Strong Mid-Latitude Cyclone Whips Europe
An extremely powerful mid-latitude cyclone sitting off the coast of Scotland affected parts of Europe such as England, Denmark and Germany early last week. Winds were the main threat associated with this storm as gusts reached just below 200km/h in Denmark. The reason why this storm was not classified as a hurricane, even though it had hurricane strength winds, is because hurricanes have a warm core and do not have well defined fronts like low pressures systems do. Here, a mid latitude cyclone was the case as fronts were well defined and other various characteristics did not match one of a hurricane.

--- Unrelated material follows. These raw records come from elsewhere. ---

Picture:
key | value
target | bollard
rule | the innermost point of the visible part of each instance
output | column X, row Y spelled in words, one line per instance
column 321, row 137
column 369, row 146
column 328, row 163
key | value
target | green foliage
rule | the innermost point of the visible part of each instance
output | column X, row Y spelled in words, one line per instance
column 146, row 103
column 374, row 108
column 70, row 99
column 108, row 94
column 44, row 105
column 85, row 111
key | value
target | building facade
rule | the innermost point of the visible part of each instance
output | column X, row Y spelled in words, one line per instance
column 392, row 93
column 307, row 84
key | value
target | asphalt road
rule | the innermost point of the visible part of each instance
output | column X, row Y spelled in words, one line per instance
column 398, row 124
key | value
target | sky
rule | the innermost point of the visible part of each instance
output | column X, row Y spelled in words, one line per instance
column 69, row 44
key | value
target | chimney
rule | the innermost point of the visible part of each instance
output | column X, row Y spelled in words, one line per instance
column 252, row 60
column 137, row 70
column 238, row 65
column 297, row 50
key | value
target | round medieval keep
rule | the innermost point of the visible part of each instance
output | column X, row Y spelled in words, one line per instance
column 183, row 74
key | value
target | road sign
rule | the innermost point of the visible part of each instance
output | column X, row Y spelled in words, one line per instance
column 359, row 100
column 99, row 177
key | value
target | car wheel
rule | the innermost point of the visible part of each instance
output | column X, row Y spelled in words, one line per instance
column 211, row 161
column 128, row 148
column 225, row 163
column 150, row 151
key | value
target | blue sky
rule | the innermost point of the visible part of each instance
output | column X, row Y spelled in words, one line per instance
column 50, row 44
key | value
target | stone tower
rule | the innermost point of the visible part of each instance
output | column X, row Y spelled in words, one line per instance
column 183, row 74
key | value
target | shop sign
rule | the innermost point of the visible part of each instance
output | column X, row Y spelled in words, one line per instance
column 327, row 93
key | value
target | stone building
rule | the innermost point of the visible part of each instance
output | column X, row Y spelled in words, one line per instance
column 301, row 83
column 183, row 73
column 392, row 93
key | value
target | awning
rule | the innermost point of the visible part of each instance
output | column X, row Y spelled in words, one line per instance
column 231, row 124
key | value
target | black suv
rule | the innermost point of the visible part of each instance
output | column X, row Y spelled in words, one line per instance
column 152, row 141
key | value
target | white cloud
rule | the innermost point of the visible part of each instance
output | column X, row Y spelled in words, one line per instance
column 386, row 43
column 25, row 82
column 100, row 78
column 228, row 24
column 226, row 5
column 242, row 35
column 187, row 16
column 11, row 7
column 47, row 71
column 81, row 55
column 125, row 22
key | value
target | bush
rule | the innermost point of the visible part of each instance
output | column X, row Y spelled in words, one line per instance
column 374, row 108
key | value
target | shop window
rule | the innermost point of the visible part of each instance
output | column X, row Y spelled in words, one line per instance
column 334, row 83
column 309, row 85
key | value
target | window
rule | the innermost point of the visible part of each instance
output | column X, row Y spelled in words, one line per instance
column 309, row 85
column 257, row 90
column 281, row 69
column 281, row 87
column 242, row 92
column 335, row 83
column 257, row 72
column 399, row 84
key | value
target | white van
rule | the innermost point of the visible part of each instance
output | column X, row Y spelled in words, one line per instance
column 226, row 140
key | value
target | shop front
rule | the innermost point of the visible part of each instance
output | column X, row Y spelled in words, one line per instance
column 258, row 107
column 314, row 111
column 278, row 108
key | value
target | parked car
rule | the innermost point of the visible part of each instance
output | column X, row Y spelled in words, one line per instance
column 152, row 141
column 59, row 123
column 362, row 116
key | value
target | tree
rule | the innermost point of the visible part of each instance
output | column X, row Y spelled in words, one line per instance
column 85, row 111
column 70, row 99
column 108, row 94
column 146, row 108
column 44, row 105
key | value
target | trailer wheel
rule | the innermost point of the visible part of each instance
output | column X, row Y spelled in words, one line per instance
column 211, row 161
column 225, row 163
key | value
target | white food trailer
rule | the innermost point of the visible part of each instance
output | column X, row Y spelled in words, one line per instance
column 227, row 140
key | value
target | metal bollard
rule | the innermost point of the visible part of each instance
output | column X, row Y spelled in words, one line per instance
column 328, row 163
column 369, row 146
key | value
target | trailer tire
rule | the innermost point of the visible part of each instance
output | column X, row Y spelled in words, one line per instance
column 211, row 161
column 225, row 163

In total, 15 people died from this storm, most due to falling trees. This storm left about 500,000 people without power as trees snapped like twigs and fell on power lines. Off France’s coast waves as high as 5-6m were reported and about 1,300 flights were grounded because of the strong winds.
These very powerful low pressure systems are not unheard of for Europe, though storms with gusts of this intensity do not occur on a yearly basis. This low has since moved off into Russia and is no longer affecting the region. Gusty conditions are expected to return to the UK this weekend as an active pattern, which is not out of the usual for this time of the year, continues.
In other weather news, an unusually strong typhoon (Krosa) has spun up and as of Friday night was of category three intensity. Conditions are not particularly favourable for further development in the South China Sea and the typhoon should gradually weaken as it drifts towards Vietnam.